Wagner gained national fame through the lecture by the later statistician Friedrich Wilhelm von Reden at the meeting of German naturalists in Erlangen in 1840 under the title Electromagnetism as a moving force , in which he reported on the electric car. He explained the advantages of electromagnetism over the steam engine, and claimed that "wherever lower motive forces are sufficient, electromagism will displace water vapor". Several members questioned the economic advantage. Georg Simon Ohm from Berlin, who had inspected Jacobi's apparatus, remarked "that the hopes that one would have cherished from it for the application of electromagnetism as a moving force had not been fulfilled".

At the same conference Rudolf Christian Böttger reported on another work by Wagner, entitled Generation of Tones Even in Non-Magnetic Metals by Interrupted Galvanic Currents .

On November 10, 1840 he was granted the privilege (patent) to build his electromagnetic rotating apparatus for 15 years. On January 15, 1841, at the gathering of tradespeople, he presented two rotating electromagnetic devices and a rotating magnetic electric motor with a counter for medical use. Since his privilege was only valid for the city of Frankfurt, at the request of the Physical Society, the city of Frankfurt submitted a request to the Federal Assembly that the states would also like to grant Wagner a patent for their areas. In his report of February 25, 1841 to the Federal Assembly, Wagner described the disadvantages of steam operation (smoke and steam) compared to clean electricity. He was then asked by a resolution of April 22, 1841 to prove that his electric drive mechanism was suitable for locomotives, and a remuneration of 100,000 guilders was promised. In a letter dated May 17, 1841, he asked Prince Karl Egon III. zu Fürstenberg for financial support and received up to 7,000 guilders two weeks later. For several months he worked together with the Bergrat and chief huts administrator Ferdinand Steinbeis in the princely workshops in Riesdorf near Stockach , but their hopes were not to be fulfilled. On June 13, 1844, the Federal Assembly decided that the conditions were not met. The commission appointed came to the conclusion that the operation of the Wagner engine was 12 times more expensive than the steam operation because of the expensive elements. The promised compensation of 6,000 guilders was not made due to disagreement between the states. Nevertheless, Wagner continued his attempts until 1866.
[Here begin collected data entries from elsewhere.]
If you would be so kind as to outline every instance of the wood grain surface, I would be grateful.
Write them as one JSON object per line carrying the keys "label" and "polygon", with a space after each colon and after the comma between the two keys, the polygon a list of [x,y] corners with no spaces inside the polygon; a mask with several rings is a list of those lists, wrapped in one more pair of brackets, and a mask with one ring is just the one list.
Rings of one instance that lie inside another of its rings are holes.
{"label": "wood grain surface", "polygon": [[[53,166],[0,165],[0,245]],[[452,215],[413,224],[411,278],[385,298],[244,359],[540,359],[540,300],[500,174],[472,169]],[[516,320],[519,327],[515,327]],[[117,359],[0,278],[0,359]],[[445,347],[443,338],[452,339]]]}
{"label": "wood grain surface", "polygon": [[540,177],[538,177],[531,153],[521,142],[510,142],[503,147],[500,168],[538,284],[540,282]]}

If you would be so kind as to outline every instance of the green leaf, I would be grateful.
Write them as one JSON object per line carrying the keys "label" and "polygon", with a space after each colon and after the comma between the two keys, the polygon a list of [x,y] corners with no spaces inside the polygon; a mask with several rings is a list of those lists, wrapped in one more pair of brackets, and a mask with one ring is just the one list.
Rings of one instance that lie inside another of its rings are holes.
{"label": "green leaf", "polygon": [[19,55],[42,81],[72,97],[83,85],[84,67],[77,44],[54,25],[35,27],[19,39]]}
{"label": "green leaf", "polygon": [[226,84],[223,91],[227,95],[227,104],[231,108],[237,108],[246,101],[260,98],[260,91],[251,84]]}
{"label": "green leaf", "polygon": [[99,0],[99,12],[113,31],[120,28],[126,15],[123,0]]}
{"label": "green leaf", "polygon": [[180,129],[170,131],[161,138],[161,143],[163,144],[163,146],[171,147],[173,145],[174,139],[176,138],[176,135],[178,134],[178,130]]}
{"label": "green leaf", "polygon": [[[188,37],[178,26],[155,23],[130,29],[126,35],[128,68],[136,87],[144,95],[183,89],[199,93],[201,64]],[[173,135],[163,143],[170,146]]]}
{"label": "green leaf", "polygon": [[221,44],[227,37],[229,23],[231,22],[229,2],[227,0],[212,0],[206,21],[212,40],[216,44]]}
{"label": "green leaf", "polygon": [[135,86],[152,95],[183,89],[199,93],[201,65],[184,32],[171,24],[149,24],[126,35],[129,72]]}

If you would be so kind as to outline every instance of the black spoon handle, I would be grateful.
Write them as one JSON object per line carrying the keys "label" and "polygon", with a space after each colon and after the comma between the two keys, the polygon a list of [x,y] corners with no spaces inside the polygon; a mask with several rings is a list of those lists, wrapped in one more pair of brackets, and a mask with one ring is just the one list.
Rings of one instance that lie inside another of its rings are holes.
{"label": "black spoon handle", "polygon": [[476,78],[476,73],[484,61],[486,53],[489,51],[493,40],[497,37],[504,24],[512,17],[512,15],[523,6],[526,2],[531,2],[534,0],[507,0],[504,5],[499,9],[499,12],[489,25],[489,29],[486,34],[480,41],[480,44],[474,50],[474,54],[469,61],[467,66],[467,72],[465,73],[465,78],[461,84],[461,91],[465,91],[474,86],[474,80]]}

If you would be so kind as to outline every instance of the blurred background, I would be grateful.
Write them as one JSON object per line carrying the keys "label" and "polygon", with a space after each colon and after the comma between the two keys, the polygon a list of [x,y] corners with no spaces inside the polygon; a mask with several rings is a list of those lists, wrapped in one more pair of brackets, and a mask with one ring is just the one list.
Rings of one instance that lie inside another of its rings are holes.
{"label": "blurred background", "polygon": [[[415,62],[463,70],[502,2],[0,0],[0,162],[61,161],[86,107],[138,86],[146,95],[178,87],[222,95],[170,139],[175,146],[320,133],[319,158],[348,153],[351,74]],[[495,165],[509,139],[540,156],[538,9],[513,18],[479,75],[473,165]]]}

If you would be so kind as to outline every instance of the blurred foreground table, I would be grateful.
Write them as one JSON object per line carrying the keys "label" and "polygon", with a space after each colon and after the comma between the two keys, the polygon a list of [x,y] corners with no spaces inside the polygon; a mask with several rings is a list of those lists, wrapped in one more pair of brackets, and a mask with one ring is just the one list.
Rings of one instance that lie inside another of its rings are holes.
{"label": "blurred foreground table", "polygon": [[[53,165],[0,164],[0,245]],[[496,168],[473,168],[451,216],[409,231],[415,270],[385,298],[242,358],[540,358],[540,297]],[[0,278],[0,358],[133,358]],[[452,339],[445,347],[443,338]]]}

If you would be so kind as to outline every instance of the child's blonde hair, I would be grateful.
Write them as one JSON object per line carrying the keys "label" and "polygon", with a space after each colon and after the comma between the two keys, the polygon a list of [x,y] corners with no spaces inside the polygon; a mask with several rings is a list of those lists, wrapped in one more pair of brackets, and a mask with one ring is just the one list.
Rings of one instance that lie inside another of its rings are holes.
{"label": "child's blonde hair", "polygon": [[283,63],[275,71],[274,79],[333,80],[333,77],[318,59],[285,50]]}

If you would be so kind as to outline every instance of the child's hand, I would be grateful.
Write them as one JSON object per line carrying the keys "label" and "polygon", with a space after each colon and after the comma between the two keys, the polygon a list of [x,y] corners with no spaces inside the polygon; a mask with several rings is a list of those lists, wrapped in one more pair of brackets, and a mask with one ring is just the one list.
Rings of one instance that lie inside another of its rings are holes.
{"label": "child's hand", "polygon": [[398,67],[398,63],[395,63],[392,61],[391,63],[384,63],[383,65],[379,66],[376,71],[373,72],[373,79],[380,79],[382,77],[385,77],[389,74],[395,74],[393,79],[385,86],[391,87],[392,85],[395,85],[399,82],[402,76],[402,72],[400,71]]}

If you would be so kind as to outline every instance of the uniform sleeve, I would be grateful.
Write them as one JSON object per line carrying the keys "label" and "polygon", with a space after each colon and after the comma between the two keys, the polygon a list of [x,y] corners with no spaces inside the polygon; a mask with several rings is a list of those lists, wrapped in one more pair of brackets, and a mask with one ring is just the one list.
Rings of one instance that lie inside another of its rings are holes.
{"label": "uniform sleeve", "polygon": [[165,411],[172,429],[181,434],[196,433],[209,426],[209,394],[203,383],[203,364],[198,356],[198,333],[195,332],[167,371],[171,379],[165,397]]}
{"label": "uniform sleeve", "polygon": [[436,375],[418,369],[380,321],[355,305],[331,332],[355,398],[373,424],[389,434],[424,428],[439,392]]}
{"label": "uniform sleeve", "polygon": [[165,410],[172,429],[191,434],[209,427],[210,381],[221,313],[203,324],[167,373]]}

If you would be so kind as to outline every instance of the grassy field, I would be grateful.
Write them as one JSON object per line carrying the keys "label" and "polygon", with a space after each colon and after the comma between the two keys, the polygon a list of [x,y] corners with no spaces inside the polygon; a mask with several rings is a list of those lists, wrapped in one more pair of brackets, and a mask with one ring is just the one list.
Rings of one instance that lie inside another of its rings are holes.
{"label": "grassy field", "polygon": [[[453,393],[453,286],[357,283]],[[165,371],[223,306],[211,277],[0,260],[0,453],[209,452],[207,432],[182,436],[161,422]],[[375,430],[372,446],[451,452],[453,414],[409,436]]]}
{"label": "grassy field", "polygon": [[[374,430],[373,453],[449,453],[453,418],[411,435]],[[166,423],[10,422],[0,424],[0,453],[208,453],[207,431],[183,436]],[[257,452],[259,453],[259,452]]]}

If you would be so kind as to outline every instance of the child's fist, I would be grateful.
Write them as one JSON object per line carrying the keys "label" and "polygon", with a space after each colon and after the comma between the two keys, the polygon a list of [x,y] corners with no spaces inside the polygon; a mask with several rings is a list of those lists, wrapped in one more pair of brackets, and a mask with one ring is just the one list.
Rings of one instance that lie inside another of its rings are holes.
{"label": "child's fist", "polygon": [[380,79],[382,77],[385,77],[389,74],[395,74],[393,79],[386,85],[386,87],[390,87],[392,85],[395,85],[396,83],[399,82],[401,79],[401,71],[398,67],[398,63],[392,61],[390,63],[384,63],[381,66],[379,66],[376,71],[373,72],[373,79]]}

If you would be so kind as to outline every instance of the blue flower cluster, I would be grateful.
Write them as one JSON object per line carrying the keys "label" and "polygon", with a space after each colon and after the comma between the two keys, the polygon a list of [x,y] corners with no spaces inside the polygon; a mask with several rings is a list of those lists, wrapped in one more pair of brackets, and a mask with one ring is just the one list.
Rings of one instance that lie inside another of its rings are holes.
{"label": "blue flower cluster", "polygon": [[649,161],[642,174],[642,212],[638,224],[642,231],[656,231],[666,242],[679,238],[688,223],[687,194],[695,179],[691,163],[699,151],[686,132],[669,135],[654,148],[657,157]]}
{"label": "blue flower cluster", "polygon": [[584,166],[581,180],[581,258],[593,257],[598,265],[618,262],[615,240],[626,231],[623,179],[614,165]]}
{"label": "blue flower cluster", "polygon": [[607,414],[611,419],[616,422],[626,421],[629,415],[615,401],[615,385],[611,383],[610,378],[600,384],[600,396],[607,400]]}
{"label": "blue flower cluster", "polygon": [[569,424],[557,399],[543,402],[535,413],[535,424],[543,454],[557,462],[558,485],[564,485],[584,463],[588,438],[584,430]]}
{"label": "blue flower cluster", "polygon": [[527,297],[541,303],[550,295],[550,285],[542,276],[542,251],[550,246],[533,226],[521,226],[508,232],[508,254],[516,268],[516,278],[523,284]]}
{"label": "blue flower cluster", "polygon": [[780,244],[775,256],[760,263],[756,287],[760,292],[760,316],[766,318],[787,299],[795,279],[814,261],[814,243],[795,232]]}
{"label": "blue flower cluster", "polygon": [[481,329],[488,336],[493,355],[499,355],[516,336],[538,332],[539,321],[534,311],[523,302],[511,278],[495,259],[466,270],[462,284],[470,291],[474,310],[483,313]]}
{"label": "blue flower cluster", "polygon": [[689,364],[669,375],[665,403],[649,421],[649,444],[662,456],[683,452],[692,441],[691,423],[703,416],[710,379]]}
After lightning struck the institution for the deaf and dumb on June 20, 1846, he was concerned with the solution to the problem that imperfectly functioning lightning rods do no more harm than good.

In 1852 he married Rosa Trost for the second time. Their daughter died early.

He also dealt with heating devices and from 1857 provided the Weißfrauen-, Nikolai- and Peterskirche, the Naumann'sche and the Dondorf'sche printing works in Frankfurt and several Leipzig établissements with functional heating devices .

Publications

  • On the conditions of sheep breeding and the wool trade in the years 1840 and 1841, together with various treatises ; Theodor Theile, 1842
  • With W. Stricker: About the use of galvanism to test lightning rods ; Frankfurt Non-Profit Chronicle, 1846, No. 18

literature

swell

  1. http://forum.ahnenforschung.net/showthread.php?t=19479&page=2
  2. ^ Ralf Roth: Stadt und Bürgertum in Frankfurt am Main , p. 392
  3. http://www.archive.org/stream/amtlicherbericht18gese/amtlicherbericht18gese_djvu.txt
  4. Historical overview on the website of the Physikalischer Verein. Retrieved January 22, 2016 .
  5. ^ Friedrich von Weech:  Fürstenberg, Karl Egon (III.) Fürst zu . In: Allgemeine Deutsche Biographie (ADB). Volume 49, Duncker & Humblot, Leipzig 1904, pp. 214-216. (or was it Karl Egon II  ?)
  6. electrosuisse.ch: Johann Philipp Wagner (PDF; 29 kB)
  7. ^ Rudolf Jung:  Stricker, Wilhelm . In: Allgemeine Deutsche Biographie (ADB). Volume 36, Duncker & Humblot, Leipzig 1893, p. 587 f.